Inglis became involved in the Marian Civil War. On 22 April 1571 two Marian supporters, Arthur Hamilton of Merrynton and Alexander Baillie of Lamington, captured him near St Cuthbert's Church in Edinburgh. He was returning from Stirling Castle, where he had been fitting the king's clothes. Inglis was released two days later after the Deacon of Crafts had spoken with William Kirkcaldy of Grange, Captain of Edinburgh Castle.

William Betoun was appointed as embroiderer to the King on 25 July 1573. Inglis supervised a workshop of craftsmen who were rarely mentioned in the royal accounts, but in May 1578 the young King ordered that Inglis' "servandis" should be given "drinksilver", a kind of tip, for their efforts.

In 1587, Edinburgh burgh council challenged exemptions from taxes claimed by some royal servants including the tailors James Inglis and John Murdo, the apothecary Alexander Barclay, the surgeon Gilbert Primrose, the clockmaker Robert Purves, and the goldsmiths Thomas Foulis and John Burrell.

In May 1590, James Inglis worked on costumes for a Highland dance and a sword dance performed at the entry and coronation of Anne of Denmark. In October 1590, James Inglis collaborated with another tailor, Alexander Miller, to make a costume for an African servant at court, who is known only as the "Moir", including an orange velvet "jupe" and breeches and a doublet of shot-silk Spanish taffeta festooned with white satin passementerie.

James Inglis continued as the king's tailor into the 17th century, serving in total for 32 years. He was petitioning for payment of his annual fee in June 1611. The money had been paid by George Home, 1st Earl of Dunbar as master of the Royal Wardrobe.
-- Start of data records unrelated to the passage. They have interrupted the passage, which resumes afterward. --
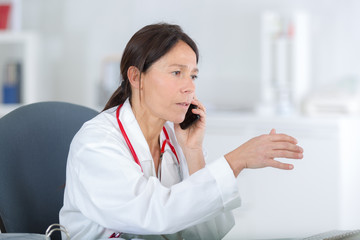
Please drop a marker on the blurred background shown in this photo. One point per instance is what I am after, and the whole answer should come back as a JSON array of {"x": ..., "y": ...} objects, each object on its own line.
[
  {"x": 77, "y": 40},
  {"x": 292, "y": 65}
]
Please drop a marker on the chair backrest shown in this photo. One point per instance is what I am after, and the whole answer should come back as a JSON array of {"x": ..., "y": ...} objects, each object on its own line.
[{"x": 34, "y": 143}]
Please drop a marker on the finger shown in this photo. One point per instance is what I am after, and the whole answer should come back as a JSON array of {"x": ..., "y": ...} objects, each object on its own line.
[
  {"x": 279, "y": 137},
  {"x": 286, "y": 146},
  {"x": 280, "y": 165},
  {"x": 285, "y": 154}
]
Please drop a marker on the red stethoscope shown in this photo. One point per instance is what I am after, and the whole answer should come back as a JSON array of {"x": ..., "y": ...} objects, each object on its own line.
[{"x": 166, "y": 141}]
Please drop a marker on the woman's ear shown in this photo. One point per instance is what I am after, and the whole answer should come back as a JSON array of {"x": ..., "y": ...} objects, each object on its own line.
[{"x": 134, "y": 76}]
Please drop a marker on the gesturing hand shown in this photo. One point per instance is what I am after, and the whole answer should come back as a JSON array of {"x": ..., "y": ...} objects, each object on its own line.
[{"x": 261, "y": 152}]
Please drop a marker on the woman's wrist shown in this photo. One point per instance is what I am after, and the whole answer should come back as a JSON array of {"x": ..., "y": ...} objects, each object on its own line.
[{"x": 235, "y": 163}]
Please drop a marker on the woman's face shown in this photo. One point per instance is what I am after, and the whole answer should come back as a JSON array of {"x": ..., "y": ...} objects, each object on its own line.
[{"x": 168, "y": 85}]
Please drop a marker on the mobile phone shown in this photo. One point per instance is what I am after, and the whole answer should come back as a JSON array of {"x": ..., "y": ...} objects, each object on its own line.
[{"x": 190, "y": 117}]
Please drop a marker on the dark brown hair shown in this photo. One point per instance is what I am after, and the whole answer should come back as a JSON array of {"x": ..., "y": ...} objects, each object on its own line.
[{"x": 144, "y": 48}]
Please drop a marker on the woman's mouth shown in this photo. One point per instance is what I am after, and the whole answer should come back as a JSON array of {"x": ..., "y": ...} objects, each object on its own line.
[{"x": 183, "y": 104}]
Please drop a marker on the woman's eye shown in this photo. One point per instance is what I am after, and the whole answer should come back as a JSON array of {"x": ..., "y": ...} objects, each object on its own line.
[
  {"x": 176, "y": 73},
  {"x": 194, "y": 77}
]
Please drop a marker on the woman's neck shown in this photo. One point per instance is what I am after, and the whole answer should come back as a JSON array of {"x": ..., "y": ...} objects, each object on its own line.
[{"x": 150, "y": 125}]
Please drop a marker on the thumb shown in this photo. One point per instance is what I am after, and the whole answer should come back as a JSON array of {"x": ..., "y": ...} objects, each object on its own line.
[{"x": 273, "y": 131}]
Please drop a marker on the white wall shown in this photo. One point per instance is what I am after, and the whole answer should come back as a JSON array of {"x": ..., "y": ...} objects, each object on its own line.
[{"x": 78, "y": 34}]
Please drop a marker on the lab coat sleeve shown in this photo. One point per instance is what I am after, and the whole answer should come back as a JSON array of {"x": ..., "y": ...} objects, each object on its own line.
[{"x": 108, "y": 187}]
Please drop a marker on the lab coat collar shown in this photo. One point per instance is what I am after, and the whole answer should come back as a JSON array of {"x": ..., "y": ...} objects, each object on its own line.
[{"x": 138, "y": 140}]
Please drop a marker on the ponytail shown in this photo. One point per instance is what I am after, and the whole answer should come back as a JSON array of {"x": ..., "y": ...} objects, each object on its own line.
[{"x": 120, "y": 95}]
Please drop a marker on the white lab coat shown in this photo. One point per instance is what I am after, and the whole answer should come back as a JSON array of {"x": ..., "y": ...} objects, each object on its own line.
[{"x": 107, "y": 192}]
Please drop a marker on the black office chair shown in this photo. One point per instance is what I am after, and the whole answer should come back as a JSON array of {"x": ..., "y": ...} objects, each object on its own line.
[{"x": 34, "y": 143}]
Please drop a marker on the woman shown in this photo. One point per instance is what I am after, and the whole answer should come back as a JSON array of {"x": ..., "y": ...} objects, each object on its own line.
[{"x": 133, "y": 172}]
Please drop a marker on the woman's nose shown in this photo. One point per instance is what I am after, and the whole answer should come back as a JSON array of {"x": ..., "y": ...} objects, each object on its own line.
[{"x": 189, "y": 85}]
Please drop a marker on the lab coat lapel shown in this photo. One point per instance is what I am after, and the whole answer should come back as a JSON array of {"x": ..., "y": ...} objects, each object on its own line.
[{"x": 137, "y": 139}]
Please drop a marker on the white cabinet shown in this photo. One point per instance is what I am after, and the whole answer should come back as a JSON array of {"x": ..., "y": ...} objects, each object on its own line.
[
  {"x": 23, "y": 47},
  {"x": 319, "y": 195}
]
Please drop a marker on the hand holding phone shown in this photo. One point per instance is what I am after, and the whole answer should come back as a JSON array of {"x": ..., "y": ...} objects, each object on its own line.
[{"x": 190, "y": 117}]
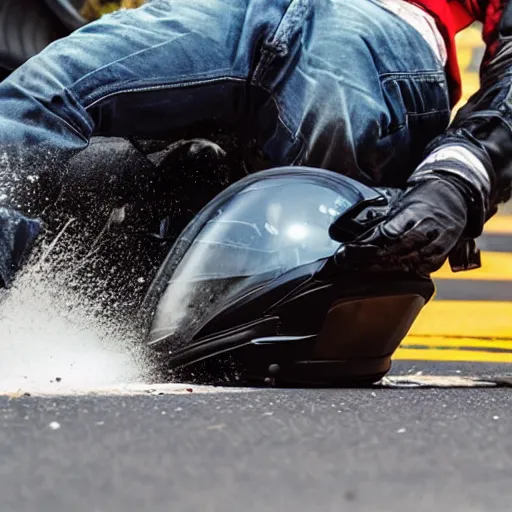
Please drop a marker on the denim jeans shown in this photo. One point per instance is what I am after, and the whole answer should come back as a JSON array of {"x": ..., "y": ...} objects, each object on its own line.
[{"x": 340, "y": 84}]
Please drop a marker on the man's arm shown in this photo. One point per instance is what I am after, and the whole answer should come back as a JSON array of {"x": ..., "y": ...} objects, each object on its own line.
[
  {"x": 482, "y": 129},
  {"x": 467, "y": 171}
]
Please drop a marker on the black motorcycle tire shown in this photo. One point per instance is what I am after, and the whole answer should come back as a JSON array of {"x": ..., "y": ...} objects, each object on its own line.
[
  {"x": 26, "y": 28},
  {"x": 68, "y": 12}
]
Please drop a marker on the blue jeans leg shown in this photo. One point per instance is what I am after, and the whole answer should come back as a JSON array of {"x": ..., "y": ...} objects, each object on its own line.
[
  {"x": 358, "y": 90},
  {"x": 338, "y": 84}
]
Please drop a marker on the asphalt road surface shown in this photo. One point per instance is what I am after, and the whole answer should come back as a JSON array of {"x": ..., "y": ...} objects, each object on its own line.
[
  {"x": 255, "y": 450},
  {"x": 227, "y": 449},
  {"x": 213, "y": 449}
]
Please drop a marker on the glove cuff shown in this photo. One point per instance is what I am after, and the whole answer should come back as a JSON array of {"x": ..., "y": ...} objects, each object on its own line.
[{"x": 461, "y": 167}]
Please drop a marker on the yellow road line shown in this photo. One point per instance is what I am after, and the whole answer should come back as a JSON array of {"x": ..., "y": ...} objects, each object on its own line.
[
  {"x": 499, "y": 224},
  {"x": 471, "y": 356},
  {"x": 442, "y": 342},
  {"x": 472, "y": 319},
  {"x": 496, "y": 266}
]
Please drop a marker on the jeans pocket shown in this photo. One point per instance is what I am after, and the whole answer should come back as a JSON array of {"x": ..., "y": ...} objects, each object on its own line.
[
  {"x": 416, "y": 101},
  {"x": 418, "y": 111}
]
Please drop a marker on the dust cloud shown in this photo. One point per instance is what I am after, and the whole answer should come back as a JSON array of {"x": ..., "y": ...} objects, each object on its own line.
[{"x": 52, "y": 336}]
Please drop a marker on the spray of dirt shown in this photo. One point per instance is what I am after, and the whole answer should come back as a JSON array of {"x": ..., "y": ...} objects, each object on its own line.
[{"x": 54, "y": 336}]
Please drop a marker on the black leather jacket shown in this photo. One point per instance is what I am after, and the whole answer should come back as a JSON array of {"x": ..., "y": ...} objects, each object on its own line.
[{"x": 484, "y": 125}]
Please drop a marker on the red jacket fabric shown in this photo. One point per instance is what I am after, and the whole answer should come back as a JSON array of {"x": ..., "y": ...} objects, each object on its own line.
[{"x": 455, "y": 15}]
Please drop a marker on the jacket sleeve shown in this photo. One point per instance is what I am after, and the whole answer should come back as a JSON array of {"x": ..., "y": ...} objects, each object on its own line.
[{"x": 478, "y": 144}]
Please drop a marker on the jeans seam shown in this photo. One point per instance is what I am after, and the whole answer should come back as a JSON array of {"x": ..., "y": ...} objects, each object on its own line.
[
  {"x": 147, "y": 88},
  {"x": 424, "y": 75}
]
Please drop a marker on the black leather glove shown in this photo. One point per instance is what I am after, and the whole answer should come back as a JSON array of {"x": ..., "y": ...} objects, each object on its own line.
[{"x": 424, "y": 224}]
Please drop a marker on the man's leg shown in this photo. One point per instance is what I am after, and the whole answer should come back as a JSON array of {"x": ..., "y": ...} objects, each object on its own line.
[
  {"x": 165, "y": 66},
  {"x": 365, "y": 95}
]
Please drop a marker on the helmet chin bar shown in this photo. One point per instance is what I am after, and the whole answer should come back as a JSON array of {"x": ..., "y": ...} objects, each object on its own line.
[{"x": 251, "y": 289}]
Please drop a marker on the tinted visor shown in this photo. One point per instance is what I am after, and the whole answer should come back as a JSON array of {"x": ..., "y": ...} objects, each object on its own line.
[{"x": 256, "y": 231}]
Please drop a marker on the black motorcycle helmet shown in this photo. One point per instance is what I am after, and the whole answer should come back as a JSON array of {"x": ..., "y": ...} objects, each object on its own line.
[{"x": 252, "y": 285}]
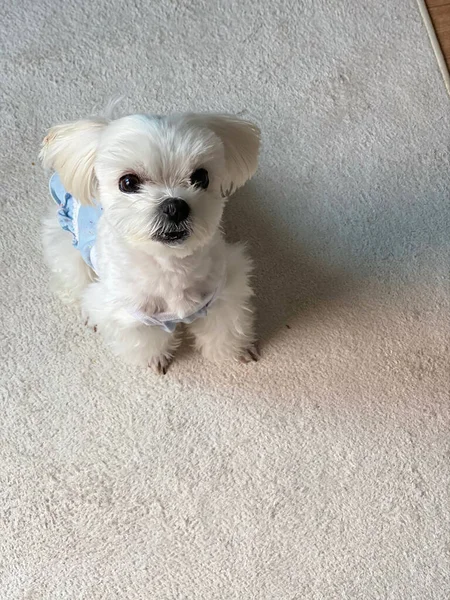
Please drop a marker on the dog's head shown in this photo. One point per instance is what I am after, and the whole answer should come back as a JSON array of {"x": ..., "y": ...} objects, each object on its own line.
[{"x": 162, "y": 181}]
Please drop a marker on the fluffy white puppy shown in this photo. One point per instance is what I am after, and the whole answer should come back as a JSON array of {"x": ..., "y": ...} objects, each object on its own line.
[{"x": 142, "y": 199}]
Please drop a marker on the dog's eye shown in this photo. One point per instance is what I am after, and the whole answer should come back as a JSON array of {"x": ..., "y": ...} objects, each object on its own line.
[
  {"x": 199, "y": 178},
  {"x": 129, "y": 184}
]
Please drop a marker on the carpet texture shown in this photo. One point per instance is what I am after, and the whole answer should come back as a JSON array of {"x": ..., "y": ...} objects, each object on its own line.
[{"x": 323, "y": 471}]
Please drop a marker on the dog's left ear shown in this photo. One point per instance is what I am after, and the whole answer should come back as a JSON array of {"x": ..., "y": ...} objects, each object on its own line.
[
  {"x": 70, "y": 150},
  {"x": 241, "y": 140}
]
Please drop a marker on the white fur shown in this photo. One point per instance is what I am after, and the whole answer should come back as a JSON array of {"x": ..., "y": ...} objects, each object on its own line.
[{"x": 135, "y": 271}]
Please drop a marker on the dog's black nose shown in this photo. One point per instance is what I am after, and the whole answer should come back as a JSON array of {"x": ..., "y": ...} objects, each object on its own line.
[{"x": 175, "y": 209}]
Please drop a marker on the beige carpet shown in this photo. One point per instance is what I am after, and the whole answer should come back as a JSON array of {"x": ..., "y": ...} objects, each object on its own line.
[{"x": 323, "y": 471}]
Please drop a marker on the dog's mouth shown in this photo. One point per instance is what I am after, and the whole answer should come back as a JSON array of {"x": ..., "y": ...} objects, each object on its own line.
[{"x": 171, "y": 237}]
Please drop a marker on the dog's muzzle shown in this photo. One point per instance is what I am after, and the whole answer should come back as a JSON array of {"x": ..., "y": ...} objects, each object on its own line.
[{"x": 174, "y": 214}]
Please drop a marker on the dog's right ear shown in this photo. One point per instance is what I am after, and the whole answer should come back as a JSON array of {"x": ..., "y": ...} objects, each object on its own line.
[{"x": 70, "y": 150}]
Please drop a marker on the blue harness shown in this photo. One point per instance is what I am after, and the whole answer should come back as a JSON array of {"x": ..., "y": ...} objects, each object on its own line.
[{"x": 82, "y": 221}]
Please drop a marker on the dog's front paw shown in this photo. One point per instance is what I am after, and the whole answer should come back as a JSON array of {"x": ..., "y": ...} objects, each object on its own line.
[
  {"x": 90, "y": 325},
  {"x": 250, "y": 354},
  {"x": 160, "y": 364}
]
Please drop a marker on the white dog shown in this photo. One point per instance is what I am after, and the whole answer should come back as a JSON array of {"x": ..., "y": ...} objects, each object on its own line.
[{"x": 157, "y": 187}]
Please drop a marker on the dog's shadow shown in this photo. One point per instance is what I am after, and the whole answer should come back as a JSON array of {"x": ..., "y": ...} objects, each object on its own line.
[{"x": 288, "y": 282}]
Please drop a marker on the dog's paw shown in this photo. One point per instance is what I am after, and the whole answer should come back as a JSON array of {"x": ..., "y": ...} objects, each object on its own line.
[
  {"x": 250, "y": 354},
  {"x": 90, "y": 325},
  {"x": 160, "y": 364}
]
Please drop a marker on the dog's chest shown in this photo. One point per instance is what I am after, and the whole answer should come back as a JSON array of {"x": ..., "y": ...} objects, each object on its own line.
[{"x": 174, "y": 288}]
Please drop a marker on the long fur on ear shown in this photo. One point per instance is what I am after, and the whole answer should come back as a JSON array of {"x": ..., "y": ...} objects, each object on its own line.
[
  {"x": 70, "y": 150},
  {"x": 241, "y": 140}
]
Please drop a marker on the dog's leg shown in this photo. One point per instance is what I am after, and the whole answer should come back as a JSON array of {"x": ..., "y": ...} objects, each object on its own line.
[
  {"x": 70, "y": 275},
  {"x": 227, "y": 330},
  {"x": 135, "y": 342}
]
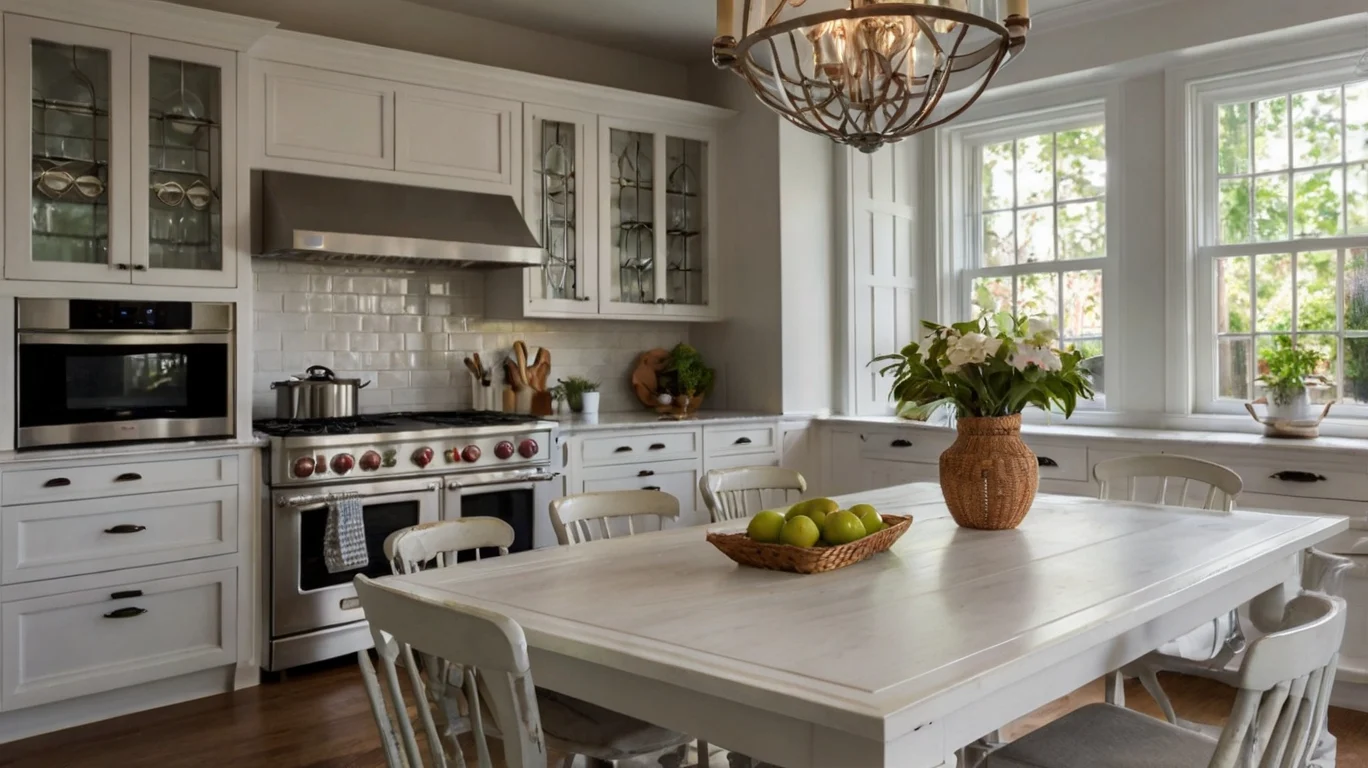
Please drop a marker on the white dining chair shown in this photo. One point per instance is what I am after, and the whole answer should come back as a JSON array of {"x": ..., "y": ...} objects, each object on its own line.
[
  {"x": 452, "y": 690},
  {"x": 732, "y": 494},
  {"x": 593, "y": 516},
  {"x": 1285, "y": 686}
]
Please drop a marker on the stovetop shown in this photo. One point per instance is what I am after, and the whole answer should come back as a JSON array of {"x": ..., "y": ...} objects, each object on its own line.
[{"x": 380, "y": 423}]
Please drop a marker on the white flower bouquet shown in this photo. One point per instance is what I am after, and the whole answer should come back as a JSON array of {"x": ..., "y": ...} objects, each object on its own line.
[{"x": 995, "y": 366}]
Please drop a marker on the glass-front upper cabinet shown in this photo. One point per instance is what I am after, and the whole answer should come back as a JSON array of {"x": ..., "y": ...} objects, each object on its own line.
[
  {"x": 562, "y": 211},
  {"x": 130, "y": 149},
  {"x": 657, "y": 236}
]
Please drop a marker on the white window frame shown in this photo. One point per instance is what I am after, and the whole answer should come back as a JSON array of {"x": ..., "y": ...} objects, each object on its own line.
[
  {"x": 1201, "y": 240},
  {"x": 959, "y": 196}
]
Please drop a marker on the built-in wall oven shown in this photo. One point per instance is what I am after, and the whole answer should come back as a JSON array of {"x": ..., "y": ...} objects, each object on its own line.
[{"x": 93, "y": 371}]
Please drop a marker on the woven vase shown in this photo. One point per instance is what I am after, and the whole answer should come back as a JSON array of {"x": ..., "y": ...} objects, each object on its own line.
[{"x": 988, "y": 475}]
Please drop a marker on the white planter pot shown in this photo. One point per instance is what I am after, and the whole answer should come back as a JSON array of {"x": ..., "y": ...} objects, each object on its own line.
[{"x": 590, "y": 400}]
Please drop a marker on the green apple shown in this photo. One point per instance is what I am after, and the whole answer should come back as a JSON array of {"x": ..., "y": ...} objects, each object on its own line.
[
  {"x": 766, "y": 526},
  {"x": 800, "y": 531}
]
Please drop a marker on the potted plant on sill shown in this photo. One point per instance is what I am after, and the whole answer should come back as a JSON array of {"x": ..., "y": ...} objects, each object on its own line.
[{"x": 988, "y": 371}]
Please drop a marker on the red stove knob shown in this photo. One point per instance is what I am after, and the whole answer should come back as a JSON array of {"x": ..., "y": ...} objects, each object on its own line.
[
  {"x": 423, "y": 456},
  {"x": 342, "y": 463},
  {"x": 303, "y": 467}
]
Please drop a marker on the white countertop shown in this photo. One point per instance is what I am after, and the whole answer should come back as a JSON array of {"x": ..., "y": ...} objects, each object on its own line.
[{"x": 639, "y": 419}]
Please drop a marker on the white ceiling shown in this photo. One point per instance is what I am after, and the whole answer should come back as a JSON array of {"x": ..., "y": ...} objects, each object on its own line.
[{"x": 665, "y": 29}]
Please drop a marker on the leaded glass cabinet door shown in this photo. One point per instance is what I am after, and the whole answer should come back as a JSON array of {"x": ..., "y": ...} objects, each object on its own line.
[
  {"x": 66, "y": 152},
  {"x": 561, "y": 204},
  {"x": 185, "y": 164}
]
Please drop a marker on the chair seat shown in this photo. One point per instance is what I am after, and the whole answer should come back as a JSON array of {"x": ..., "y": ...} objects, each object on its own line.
[
  {"x": 576, "y": 726},
  {"x": 1100, "y": 735}
]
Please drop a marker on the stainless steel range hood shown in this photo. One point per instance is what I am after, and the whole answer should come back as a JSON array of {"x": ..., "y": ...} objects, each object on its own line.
[{"x": 331, "y": 219}]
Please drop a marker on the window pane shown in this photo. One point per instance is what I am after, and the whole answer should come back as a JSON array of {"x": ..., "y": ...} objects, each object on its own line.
[
  {"x": 1036, "y": 236},
  {"x": 1234, "y": 211},
  {"x": 1037, "y": 296},
  {"x": 1319, "y": 203},
  {"x": 992, "y": 295},
  {"x": 997, "y": 177},
  {"x": 1082, "y": 230},
  {"x": 1356, "y": 122},
  {"x": 1316, "y": 290},
  {"x": 1272, "y": 292},
  {"x": 1315, "y": 127},
  {"x": 1082, "y": 304},
  {"x": 1233, "y": 310},
  {"x": 1271, "y": 208},
  {"x": 1356, "y": 370},
  {"x": 1233, "y": 367},
  {"x": 1036, "y": 170},
  {"x": 1356, "y": 290},
  {"x": 1357, "y": 193},
  {"x": 999, "y": 241},
  {"x": 1233, "y": 133},
  {"x": 1082, "y": 163},
  {"x": 1271, "y": 134}
]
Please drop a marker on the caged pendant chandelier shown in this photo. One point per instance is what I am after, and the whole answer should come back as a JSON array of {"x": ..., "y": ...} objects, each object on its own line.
[{"x": 869, "y": 73}]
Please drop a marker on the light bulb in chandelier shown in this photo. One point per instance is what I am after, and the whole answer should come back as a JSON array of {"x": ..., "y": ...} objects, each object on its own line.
[{"x": 867, "y": 73}]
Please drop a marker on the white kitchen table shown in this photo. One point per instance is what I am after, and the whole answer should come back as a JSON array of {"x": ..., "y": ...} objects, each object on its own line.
[{"x": 899, "y": 660}]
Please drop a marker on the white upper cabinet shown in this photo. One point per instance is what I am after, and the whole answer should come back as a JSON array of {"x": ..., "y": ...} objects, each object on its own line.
[{"x": 132, "y": 148}]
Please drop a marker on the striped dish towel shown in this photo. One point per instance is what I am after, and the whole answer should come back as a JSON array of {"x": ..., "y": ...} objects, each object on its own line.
[{"x": 344, "y": 538}]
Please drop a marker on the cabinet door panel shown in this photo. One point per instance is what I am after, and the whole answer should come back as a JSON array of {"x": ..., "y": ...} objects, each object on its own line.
[
  {"x": 330, "y": 118},
  {"x": 456, "y": 134}
]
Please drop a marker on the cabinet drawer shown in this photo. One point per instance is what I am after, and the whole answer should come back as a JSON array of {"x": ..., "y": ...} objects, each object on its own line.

==Marriages and children==
His first wife was Françoise Mullinno, who died in 1569. Her will mentions a pair of gold bracelets and a silver girdle which she left to her sister. She gave her clothes to family and friends and small token gifts to her husband's apprentices and her servant Helen Kello.

James Inglis married secondly Helen Craig. She seems to have been a relation of the lawyer Thomas Craig, whose father Robert Craig had been a tailor and textile merchant.